House of the Rising Sun (Hackberry Holland 4) - Page 129

“Yep, I’m plumb wore out. You didn’t happen to bring any sandwiches or coffee, did you?”

Andre stared at Hackberry in disbelief.

“You’re a mighty nice fellow,” Hackberry said. “But let’s face it, you definitely have a strange side to you. You were a voodoo priest?”

“Why do you bring up the subject of voodoo at this particular time?”

“I have to read up on it. From time to time I develop an abnormal bent myself. We might make a good team.”

RUBY DANSEN COULD not untangle her thoughts as she walked up the road in the shade of the poplar trees to the building owned by Arnold Beckman. She was too tired, too hungry, and too forlorn to think in a rational way. Besides, what good did it do? She had learned long ago that orderly procedure and the world of courts and legality and collective reasoning, if there was ever such a thing, had little meaning when it came to the application of justice. The courts were the sanctuary of the rich and the bane of the poor. The radicals sometimes won in the streets but never in the courts. Patience was an illusion, faith in the process the equivalent of a Chinese opium pipe.

She had been to the sheriff’s office and the city police department. At best, they were no help. At worst, they were in the employ of Arnold Beckman. Her son had been abducted from a public clinic, in front of witnesses, and had disappeared into a black hole. No one knew where he was, and no one cared. She stepped out of the shade into the sunlight, her eyes red, her skin chafed by the wind and dry as paper, her chest constricted as though her breath had been vacuumed from her lungs. She was glad she didn’t have a pistol in her purse, because there was a very good chance she would use it.

She entered the breezeway. The doors to all the offices were locked. At the head of the stairway was a heavy door with a brass knocker. She mounted the steps and lifted the knocker and beat it as hard as she could against the steel plate. Maggie Bassett opened the door, her mouth swollen, dried blood on one nostril. “Here to attack me again?” she said.

“Where is he?”

Maggie turned her head, her hand still on the door. “Arnold, I think Miss Dansen wants to speak with you.”

Ruby brushed past her. Then something happened that Ruby wasn’t expecting: Maggie’s fingers fumbled at her wrist. “Be careful, girl,” Maggie whispered.

“Say that again?”

“Nothing,” Maggie said, her face pointed down.

Ruby walked into the living room, the rug deep under her shoes. Through a half-opened door, she saw a man rising from a floor-level bathtub, working a robe over his shoulders. His body was almost hairless and striped with scars that could have been inflicted with a lash or a knife or both; his thighs were thick and shaped like a satyr’s. He closed his robe and tied a laminated golden cord snugly around his hips. “You’re who?” he said.

“Ishmael Holland’s mother. What have you done with him?”

“Nothing. I offered him a job.”

“You’re well known to us. You’re a liar and a union buster and a tool of the warmongers.”

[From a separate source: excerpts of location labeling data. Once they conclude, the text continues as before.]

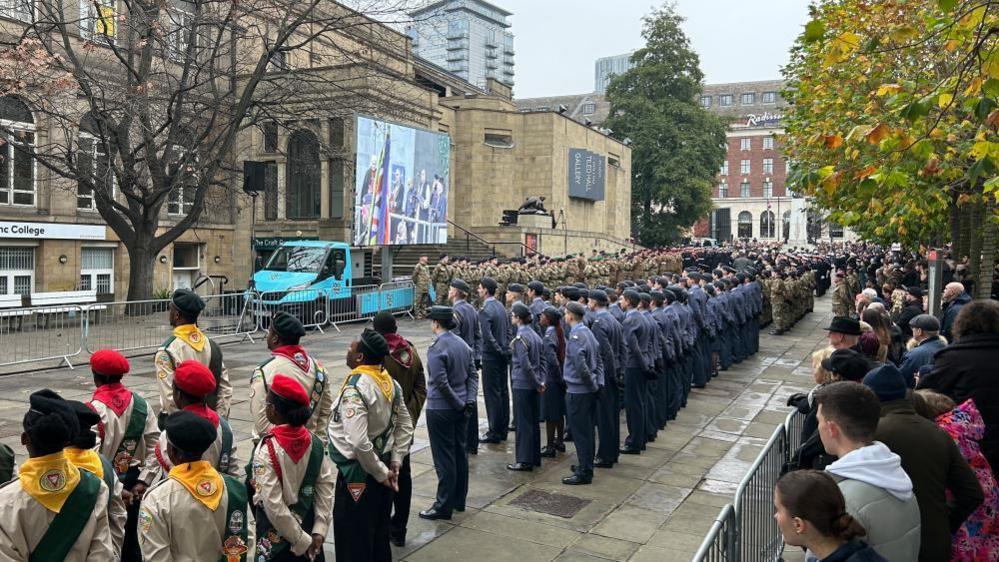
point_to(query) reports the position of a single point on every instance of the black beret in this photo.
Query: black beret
(188, 302)
(461, 286)
(189, 432)
(286, 324)
(373, 344)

“Really, now? Who is ‘us’?”

“The Western Federation of Miners and the United Mine Workers of America and the Industrial Workers of the World.”

“Are the Molly Maguires in there?”

“You’d better wipe that smirk off your face.”

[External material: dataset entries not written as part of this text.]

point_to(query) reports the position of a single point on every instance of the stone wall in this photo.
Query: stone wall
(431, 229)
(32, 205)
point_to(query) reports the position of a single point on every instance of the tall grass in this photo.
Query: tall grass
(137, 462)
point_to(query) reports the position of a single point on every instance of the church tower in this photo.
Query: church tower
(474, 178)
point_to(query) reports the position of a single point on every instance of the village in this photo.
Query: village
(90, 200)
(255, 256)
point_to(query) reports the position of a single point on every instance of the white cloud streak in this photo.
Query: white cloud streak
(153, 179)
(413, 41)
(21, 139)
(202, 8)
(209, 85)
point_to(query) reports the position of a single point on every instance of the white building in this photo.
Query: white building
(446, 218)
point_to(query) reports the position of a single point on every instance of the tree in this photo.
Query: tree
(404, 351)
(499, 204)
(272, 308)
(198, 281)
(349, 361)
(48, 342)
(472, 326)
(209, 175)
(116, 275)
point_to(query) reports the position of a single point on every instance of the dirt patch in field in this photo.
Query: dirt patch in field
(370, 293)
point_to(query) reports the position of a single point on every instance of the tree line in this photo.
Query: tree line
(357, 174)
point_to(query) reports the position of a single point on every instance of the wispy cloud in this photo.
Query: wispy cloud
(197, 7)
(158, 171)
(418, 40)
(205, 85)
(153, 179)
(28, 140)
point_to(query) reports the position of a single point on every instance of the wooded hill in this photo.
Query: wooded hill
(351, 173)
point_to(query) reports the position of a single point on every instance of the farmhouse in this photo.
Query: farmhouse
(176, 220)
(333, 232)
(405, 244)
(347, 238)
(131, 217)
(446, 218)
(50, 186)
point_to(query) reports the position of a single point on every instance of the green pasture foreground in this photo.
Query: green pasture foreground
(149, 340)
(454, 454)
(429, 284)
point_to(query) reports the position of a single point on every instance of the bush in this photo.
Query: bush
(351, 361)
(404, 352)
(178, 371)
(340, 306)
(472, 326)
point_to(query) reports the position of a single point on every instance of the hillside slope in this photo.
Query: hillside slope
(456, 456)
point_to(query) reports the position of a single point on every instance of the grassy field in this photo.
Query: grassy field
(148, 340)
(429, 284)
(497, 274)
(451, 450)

“You would rather Captain Holland not work for me because I’m a capitalistic warmonger? I fought against the forces of Kaiser Bill, just like your son, even though I’m Austrian by birth. How many profiteers went up the slopes at Gallipoli, madam? How many were with Lawrence in the Arabian Desert?”

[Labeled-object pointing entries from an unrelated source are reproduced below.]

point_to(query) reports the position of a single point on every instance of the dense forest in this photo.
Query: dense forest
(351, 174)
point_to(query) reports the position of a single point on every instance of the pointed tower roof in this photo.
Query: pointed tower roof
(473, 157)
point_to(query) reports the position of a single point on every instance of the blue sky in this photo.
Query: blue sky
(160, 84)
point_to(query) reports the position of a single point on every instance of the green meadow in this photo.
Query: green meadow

“You tell me where my son is, or I’m going to do something extreme.”

“No, what you will do is turn your twat around and take it out of here.”

“I’ve checked you out, Buster Brown. You’re a fraud. You got your scars in a Malaysian prison. You were a pimp.”

Maggie looked at Beckman. “What’s she saying?”

“I have no idea. Ask her,” he replied.

“Where did you get your information, Ruby?” Maggie said. “Arnold has been in several wars.”

“So have carrion birds,” Ruby said.

“Arnold, you were at Flanders fields. Tell her.”